St. Augustine responded centuries ago to the theologian's objection. Most of God’s good gifts can be used for evil purposes. For example, our hands are wonderful gifts from our Creator. Should God have created human beings without hands, because they can commit crimes with their hands? Should God have created human beings blind, because they lust after things they see? Should God have made humans without reason, so they could not make reasoned choices? Augustine thought that it was best to praise God for his goodness and condemn those who make evil use of his blessings. Augustine wrote, in Latin of course,

You said you thought that free choice of the will ought not to have been given because through it man sins. To this opinion I replied that no righteous act could be performed except by free choice of the will, and I asserted that God gave it for this reason. ...

If, therefore, we find among the goods of the body some that a man can use wrongly, but that we cannot say ought not to have been given to man, since we have agreed that they are goods, why should we wonder if there are in the spirit certain goods, of which we can make wrong use, but which, because they are goods, could not have been given by anyone but Him from whom all good things proceed?

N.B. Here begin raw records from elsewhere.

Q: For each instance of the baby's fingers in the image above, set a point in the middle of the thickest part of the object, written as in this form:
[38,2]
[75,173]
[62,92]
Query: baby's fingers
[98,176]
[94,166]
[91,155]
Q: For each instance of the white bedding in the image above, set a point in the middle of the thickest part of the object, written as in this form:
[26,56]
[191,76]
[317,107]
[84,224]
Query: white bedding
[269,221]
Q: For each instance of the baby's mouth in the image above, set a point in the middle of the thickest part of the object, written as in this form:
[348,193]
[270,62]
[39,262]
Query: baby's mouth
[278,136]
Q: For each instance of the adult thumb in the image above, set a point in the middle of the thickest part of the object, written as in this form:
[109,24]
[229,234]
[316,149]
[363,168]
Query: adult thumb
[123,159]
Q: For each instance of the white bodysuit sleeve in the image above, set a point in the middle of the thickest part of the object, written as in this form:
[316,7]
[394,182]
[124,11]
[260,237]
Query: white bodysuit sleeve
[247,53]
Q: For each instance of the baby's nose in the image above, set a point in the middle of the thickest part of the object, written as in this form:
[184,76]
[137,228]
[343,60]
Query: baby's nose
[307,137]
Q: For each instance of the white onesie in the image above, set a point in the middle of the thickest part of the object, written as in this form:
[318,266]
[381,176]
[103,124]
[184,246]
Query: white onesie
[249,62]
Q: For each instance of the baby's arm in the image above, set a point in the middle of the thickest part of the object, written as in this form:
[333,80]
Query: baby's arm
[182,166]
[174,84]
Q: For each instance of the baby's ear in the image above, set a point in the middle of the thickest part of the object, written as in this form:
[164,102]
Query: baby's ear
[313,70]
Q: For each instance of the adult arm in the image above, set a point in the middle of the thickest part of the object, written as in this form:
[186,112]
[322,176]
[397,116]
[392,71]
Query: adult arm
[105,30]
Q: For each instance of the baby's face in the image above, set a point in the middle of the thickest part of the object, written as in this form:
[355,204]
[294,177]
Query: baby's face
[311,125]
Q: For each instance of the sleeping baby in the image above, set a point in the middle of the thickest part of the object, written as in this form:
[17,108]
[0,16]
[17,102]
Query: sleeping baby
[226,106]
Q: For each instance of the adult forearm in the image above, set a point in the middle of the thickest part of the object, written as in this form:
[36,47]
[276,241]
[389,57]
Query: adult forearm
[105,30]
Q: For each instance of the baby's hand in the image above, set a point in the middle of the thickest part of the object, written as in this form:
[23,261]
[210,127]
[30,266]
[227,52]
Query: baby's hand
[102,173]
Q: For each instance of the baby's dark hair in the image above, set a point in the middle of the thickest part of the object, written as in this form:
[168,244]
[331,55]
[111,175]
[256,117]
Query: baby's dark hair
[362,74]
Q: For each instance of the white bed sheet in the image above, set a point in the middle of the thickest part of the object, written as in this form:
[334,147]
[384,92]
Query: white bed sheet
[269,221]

Indeed, you see how great a good is wanting to any body that has no hands; yet he who works cruel or shameful deeds with his hands uses them for evil. Should you see someone without feet, you would acknowledge what an important good was lacking to make his body complete. Yet you would not deny that the man who made evil use of his feet, either for injuring another or for dishonoring himself, was using his feet wrongfully.


Just as you approve those goods of the body and, disregarding the people who make evil use of them, you praise Him who gave them, so you should admit that free will, without which no one can live rightly, is good and divinely given; and you should grant that those who make evil use of free will ought to be condemned, rather than saying that He who gave it ought not to have given it.3

If God had created human beings without free will, no human would have ever known the love of God or wondered at His wisdom, majesty, and glory. This is true of all the animals that lack free will. So, it is not granted that limitations on free will would increase the numbers in glory.  Just the opposite might well be the case.

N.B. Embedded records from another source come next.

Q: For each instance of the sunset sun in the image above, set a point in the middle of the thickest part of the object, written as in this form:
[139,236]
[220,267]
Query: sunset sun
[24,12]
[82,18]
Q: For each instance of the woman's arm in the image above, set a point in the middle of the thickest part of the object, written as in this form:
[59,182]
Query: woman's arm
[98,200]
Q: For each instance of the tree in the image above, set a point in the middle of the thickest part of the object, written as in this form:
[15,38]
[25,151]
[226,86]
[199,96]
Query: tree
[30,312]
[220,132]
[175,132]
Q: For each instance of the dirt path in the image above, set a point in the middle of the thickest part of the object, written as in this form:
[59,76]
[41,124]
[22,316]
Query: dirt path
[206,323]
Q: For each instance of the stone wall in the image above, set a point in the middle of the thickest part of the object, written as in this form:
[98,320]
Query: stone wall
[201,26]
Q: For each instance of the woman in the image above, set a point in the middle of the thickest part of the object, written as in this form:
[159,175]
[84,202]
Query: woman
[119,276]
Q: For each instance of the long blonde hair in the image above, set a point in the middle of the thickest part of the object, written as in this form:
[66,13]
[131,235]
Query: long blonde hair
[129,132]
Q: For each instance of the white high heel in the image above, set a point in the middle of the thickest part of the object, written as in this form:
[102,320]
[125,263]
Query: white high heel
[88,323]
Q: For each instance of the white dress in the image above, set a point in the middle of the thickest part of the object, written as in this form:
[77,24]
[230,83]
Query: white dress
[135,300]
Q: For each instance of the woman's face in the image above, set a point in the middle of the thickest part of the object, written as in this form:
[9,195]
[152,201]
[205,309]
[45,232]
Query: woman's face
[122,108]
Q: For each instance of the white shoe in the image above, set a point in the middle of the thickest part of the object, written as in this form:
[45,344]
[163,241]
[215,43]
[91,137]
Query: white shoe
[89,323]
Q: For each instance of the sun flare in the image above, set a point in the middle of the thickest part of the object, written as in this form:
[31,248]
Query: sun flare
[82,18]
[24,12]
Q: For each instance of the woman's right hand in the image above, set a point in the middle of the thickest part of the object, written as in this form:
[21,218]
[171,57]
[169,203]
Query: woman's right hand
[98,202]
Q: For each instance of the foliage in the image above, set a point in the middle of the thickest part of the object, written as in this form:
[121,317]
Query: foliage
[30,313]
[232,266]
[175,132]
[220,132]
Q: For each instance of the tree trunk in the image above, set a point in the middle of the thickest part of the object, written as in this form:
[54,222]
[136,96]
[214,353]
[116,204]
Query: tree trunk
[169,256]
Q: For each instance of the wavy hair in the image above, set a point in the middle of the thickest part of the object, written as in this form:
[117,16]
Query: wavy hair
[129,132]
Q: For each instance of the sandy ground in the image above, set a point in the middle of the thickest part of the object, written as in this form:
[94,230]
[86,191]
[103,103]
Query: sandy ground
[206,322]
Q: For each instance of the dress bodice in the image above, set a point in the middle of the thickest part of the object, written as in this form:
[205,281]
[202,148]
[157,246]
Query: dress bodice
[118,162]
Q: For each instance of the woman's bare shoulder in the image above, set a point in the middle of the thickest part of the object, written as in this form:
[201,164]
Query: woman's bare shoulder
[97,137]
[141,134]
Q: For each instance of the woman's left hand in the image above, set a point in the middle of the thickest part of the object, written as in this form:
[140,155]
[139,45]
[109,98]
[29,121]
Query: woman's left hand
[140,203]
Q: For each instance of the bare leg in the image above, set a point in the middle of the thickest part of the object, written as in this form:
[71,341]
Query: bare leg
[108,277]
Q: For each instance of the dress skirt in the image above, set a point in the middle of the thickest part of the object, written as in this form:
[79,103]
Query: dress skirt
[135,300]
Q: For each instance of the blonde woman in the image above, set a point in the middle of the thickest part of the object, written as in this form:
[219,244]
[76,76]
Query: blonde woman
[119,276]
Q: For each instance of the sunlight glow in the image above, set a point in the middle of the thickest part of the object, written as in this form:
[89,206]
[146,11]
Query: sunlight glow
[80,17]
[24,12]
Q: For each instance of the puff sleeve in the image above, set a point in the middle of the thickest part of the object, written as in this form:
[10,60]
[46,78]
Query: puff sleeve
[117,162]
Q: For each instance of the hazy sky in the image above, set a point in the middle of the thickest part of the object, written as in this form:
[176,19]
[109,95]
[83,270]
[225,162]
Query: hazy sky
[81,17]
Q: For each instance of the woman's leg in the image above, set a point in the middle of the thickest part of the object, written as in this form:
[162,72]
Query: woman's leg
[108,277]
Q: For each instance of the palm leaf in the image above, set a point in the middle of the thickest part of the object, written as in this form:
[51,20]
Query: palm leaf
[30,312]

1 Wayne Grudem, Systematic Theology: An Introduction to Biblical Doctrine, (Grand Rapids: Zondervan,1994), pp. 683-684.

2 John of Damascus, Exposition of the Orthodox Faith, In: A Select Library of Nicene and Post-Nicene Fathers of the Christian Church, Second Series, Vol IX, St. Hilary of Poitiers, John of Damascus, W.B. Eerdmans Publishing Co, Grand Rapids, MI, Reprinted 1989, p. 40.

3 Saint Augustine, On Free Choice of the Will, Macmillan Publishing Co., New York, NY, 1964, Book II, Chap. XVIII, p. 78-79.